Episodes of heavy drinking are frequent (19.4% got drunk in the last year and 15.4% had episodes of heavy drinking or binge drinking in the last month), greater in men and young people, with an upward trend in In recent years Thus, the working population shows alcohol consumption figures slightly higher than those of the general population, with higher prevalences of daily consumption, which are higher among unemployed persons than among employed persons (10.9% and 9 , 4%, respectively).
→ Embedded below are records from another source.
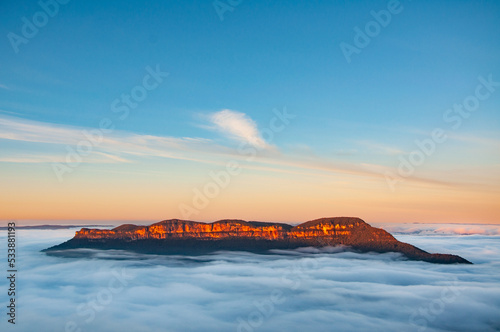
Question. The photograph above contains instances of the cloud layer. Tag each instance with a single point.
(290, 290)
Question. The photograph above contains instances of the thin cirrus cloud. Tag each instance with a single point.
(50, 143)
(238, 126)
(319, 288)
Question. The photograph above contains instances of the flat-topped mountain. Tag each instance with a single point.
(190, 237)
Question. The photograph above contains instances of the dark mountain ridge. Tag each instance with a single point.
(176, 236)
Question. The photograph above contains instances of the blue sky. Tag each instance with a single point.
(261, 57)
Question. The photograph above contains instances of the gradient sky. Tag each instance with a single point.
(353, 121)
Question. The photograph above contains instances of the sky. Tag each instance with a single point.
(147, 110)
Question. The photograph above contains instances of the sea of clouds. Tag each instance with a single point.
(296, 290)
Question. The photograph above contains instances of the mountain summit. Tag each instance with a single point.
(190, 237)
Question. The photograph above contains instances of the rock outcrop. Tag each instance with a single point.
(189, 237)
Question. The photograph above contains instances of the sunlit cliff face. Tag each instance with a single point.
(327, 228)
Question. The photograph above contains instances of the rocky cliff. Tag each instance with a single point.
(189, 237)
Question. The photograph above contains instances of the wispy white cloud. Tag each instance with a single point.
(122, 147)
(239, 126)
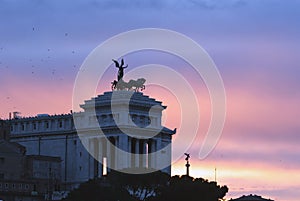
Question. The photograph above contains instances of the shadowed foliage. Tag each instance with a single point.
(155, 186)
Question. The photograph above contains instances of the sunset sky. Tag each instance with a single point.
(255, 45)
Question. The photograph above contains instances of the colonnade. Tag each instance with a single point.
(121, 152)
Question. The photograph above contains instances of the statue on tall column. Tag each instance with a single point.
(121, 68)
(187, 165)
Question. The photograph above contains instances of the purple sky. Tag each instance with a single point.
(255, 45)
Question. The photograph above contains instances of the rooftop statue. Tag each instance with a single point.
(121, 68)
(135, 85)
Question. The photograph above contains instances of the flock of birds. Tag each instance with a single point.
(34, 65)
(33, 62)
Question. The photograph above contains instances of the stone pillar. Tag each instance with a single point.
(100, 157)
(121, 153)
(137, 146)
(144, 153)
(91, 159)
(151, 153)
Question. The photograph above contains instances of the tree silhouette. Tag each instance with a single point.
(155, 186)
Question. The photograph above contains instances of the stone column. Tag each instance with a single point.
(91, 159)
(100, 157)
(137, 147)
(144, 153)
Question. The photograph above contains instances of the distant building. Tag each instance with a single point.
(250, 198)
(56, 136)
(4, 130)
(14, 185)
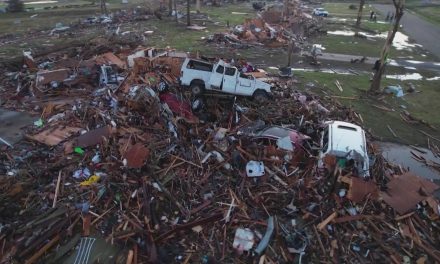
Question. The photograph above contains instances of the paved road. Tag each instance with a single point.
(422, 31)
(427, 65)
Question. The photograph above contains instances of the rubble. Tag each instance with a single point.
(133, 162)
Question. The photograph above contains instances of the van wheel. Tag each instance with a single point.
(260, 96)
(197, 88)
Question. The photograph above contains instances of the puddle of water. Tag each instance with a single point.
(405, 77)
(341, 33)
(400, 42)
(41, 2)
(400, 154)
(414, 62)
(315, 70)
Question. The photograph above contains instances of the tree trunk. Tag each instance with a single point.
(289, 52)
(188, 13)
(175, 11)
(198, 6)
(361, 7)
(103, 8)
(377, 78)
(170, 7)
(286, 10)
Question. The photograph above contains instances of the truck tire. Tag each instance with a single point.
(197, 88)
(260, 96)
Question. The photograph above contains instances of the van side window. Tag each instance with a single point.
(325, 140)
(198, 65)
(230, 71)
(220, 69)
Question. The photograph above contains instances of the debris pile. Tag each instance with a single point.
(122, 154)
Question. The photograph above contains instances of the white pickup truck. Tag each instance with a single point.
(221, 77)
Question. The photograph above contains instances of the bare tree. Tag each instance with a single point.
(198, 6)
(377, 78)
(286, 10)
(104, 7)
(188, 13)
(175, 10)
(170, 7)
(361, 7)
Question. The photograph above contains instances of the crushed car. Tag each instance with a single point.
(345, 141)
(282, 137)
(320, 12)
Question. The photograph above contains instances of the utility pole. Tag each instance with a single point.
(359, 18)
(188, 13)
(377, 78)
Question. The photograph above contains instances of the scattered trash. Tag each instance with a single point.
(243, 240)
(396, 90)
(255, 168)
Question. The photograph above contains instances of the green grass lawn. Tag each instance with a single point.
(363, 47)
(420, 105)
(430, 13)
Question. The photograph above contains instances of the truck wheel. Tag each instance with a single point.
(197, 88)
(260, 96)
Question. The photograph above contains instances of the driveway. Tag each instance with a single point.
(420, 30)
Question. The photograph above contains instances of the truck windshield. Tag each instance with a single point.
(230, 71)
(220, 69)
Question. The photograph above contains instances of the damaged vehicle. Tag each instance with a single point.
(282, 137)
(347, 143)
(221, 77)
(320, 12)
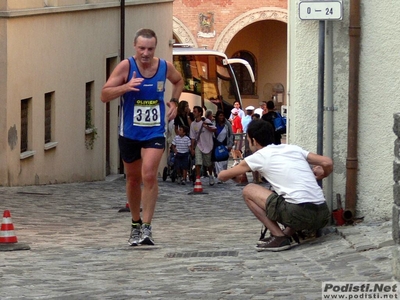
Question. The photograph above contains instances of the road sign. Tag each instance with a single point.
(320, 10)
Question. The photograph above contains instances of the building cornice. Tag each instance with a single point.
(73, 8)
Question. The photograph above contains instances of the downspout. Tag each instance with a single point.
(121, 58)
(122, 37)
(352, 134)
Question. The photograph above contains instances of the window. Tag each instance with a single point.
(26, 129)
(24, 124)
(90, 129)
(49, 142)
(246, 86)
(47, 117)
(89, 105)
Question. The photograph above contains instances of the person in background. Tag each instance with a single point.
(297, 201)
(241, 113)
(184, 116)
(269, 117)
(247, 119)
(201, 134)
(262, 109)
(140, 82)
(247, 151)
(181, 147)
(236, 128)
(224, 135)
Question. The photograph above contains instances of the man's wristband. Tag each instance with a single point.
(175, 100)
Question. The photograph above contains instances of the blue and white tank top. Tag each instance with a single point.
(143, 113)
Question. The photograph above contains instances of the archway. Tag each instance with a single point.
(252, 16)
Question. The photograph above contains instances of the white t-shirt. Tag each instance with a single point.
(287, 170)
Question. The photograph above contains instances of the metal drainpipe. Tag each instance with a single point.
(352, 135)
(121, 58)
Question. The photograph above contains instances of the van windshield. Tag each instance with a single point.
(205, 76)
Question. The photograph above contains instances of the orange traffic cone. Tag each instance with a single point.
(8, 239)
(242, 179)
(126, 208)
(198, 188)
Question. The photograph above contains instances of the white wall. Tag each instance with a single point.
(379, 79)
(60, 49)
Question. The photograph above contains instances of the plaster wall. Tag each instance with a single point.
(379, 78)
(60, 53)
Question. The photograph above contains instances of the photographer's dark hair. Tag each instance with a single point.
(199, 109)
(261, 131)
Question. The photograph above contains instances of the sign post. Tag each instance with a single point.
(321, 10)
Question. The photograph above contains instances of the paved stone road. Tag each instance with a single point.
(205, 248)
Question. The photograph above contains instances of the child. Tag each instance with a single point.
(181, 146)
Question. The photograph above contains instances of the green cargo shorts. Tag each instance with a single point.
(305, 216)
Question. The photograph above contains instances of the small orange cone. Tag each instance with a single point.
(126, 208)
(7, 234)
(242, 179)
(8, 239)
(198, 188)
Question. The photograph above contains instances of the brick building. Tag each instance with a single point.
(253, 30)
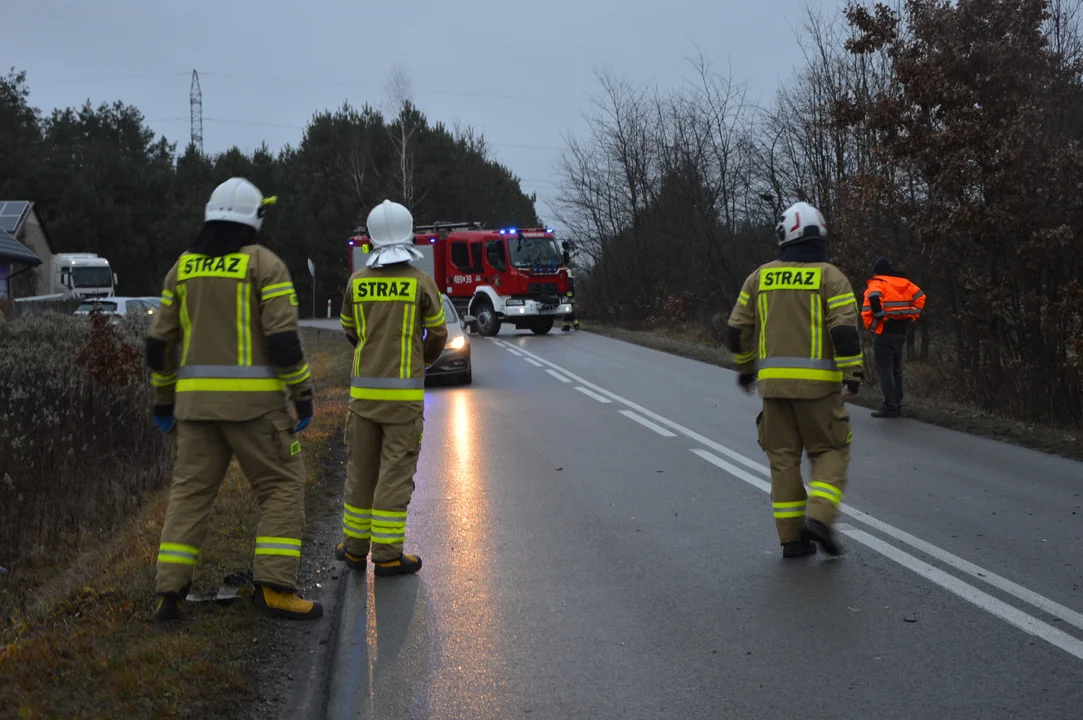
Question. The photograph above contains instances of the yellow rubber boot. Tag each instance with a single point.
(285, 604)
(402, 565)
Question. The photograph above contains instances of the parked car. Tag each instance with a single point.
(118, 306)
(454, 362)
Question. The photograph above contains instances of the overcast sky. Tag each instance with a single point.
(519, 72)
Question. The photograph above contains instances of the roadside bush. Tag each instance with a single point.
(78, 452)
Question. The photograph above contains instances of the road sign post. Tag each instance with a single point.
(312, 271)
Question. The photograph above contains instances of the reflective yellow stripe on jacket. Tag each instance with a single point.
(813, 366)
(404, 388)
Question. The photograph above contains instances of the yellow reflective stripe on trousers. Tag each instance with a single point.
(278, 546)
(276, 290)
(182, 290)
(816, 327)
(761, 302)
(389, 526)
(297, 377)
(356, 522)
(178, 554)
(830, 493)
(849, 361)
(159, 380)
(840, 300)
(388, 389)
(788, 509)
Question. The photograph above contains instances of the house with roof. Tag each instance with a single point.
(24, 247)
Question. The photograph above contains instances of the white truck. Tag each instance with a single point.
(78, 275)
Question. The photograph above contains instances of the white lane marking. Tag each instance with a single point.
(1013, 589)
(647, 423)
(968, 592)
(1055, 609)
(590, 393)
(736, 472)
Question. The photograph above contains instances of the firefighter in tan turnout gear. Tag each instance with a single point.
(229, 311)
(794, 329)
(393, 315)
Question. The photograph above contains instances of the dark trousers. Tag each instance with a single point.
(887, 354)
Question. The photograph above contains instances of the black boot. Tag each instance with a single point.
(169, 604)
(820, 533)
(798, 548)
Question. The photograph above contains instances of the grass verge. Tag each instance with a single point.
(89, 650)
(922, 402)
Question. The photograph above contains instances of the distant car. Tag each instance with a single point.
(455, 361)
(118, 306)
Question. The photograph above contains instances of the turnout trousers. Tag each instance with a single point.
(821, 428)
(270, 455)
(381, 459)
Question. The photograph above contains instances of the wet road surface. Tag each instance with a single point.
(598, 542)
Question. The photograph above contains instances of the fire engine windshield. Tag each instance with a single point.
(534, 252)
(92, 277)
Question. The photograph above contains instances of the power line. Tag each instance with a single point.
(116, 79)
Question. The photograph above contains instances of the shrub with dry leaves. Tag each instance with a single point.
(78, 452)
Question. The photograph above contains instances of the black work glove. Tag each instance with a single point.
(164, 418)
(745, 381)
(304, 413)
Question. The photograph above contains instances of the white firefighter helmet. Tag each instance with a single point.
(237, 200)
(800, 221)
(390, 228)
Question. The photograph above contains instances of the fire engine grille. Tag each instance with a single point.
(542, 288)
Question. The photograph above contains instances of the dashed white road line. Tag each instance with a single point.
(968, 592)
(951, 583)
(591, 393)
(647, 423)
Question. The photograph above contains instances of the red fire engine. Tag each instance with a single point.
(493, 276)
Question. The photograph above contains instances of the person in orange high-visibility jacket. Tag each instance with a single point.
(890, 305)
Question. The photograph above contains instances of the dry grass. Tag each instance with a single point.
(926, 392)
(89, 649)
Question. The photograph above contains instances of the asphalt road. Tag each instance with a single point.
(598, 542)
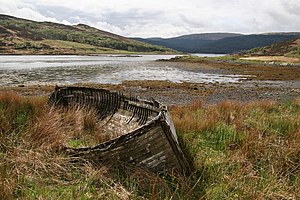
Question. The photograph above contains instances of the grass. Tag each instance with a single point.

A topic of special relevance is the consumption of alcohol during pregnancy, due to the important associated consequences such as Fetal Alcohol Spectrum Disorders (FADD). In 2019/2020, 1.2% of women acknowledged having consumed alcohol while pregnant, a figure that is considered an underestimation of this worrying phenomenon.
In people over 64 years of age, alcohol consumption is less widespread than in the population aged 15 to 64 years. It is higher among men, and there is a higher daily consumption, more wine consumption, and less intensive consumption (binge drinking, drunkenness and risky consumption of alcohol).
Regarding the pandemic, Health indicates that it is still too early to gauge the long-term impact of COVID-19 on the population’s alcohol consumption patterns, but the available data suggest that, in 2020, it decreased the consumption of alcoholic beverages in both sexes and in all age groups, especially the episodes of intensive consumption were reduced in the younger groups.